With inflation rate currently hovering above 21per cent in 2023 we can understand how terribly bad the economic situation really is. And that reminds me of my response to the Structural Adjustment Programme (SAP) under the famed IBB days. ‘SAP CARES’ was the title of my related poem: ‘Who cares if you are jobless and homeless, helpless and hopeless?/SAP cares – Struggle and Persevere./Who cares if the Naira tumbles from grace to disgrace and is trampled upon daily by the daring dollar?/SAP cares, Suffer and Pray. ‘Who cares if there is brain-drain and looters become lords/and sinners become saints and the Nigeria of our collective dream is sapped daily by the greed of a chosen few/. Who cares?/ Who cares? Who cares?/ SAP cares, like it is not, or Sink and Perish. That was in 1988. Going further, I wrote another one with the title: Requiem for the Naira. It goes like this: ‘Once upon a time/ our naira danced with the Dollar and yawned at the Yen./ She laughed at the Lira and frowned at the Franc/. She saddled the Cedi and marched with the Mark./Once upon a time before our economic eggheads bruised and battered her down to her begging knees.
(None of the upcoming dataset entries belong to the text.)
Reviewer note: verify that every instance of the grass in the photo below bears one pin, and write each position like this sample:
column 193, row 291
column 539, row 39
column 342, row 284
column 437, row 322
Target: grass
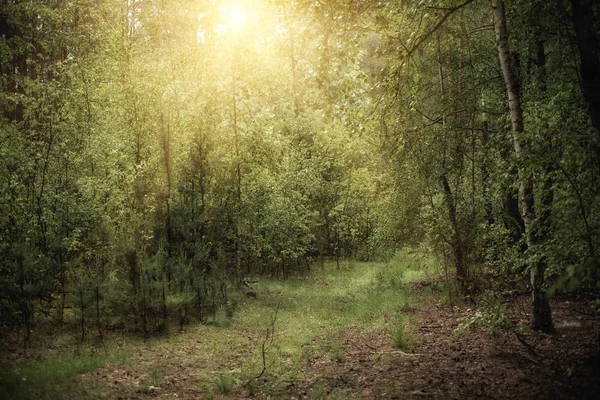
column 46, row 379
column 311, row 313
When will she rise again? Our Naira to walk the streets with pride, When? When? When?/ That came way back in 1988. The answer is most unfortunately, still hanging in the wind. The point being made here is for our opinion molders, policy makers and political leaders to make out the time to read and take the writings of their authors most seriously.

They should listen to the voices of reason. The best way forward therefore, is for Nigerians who truly care about the affairs of the country to connect back to the people they claim to lead. To begin with, read through the Introduction to my collection of poems, ‘Petals and Thorns, Truth and Blood’ © 1994. My dear reader, come, let us reason together. Let us brainstorm on the plights of the common man: the beggar in the street, the orphan in the orphanage, the homeless under the flyover bridge, the grey-haired peasant farmer still scrounging the hardred soil to harvest a hope, the childless woman whose neck was crushed yesterday by the firewood fetched for tomorrow’s market place, the poorly paid civil servant who is handed peanuts, devoured daily by the inflation monster. Let us think together about those hunted by the pangs of penury; from whom much is taxed and taken but to whom little or nothing is ever returned. He is the common man-the flotsam and the jetsam of our society.

The souls of our earth whose wishes have withered in the heat of graft, whose dreams have been aborted by the hunting hands of Greed. Yes, you and I are scions of this wretched breed. We, the so called elites, with our so called Western education must do away with Greed – the master magician changing with the chameleonic candour, from agbada to khaki and back again. Yes, Greed is still doing the dance of the demons that makes the angels to cry and the hearts of our patriots to bleed!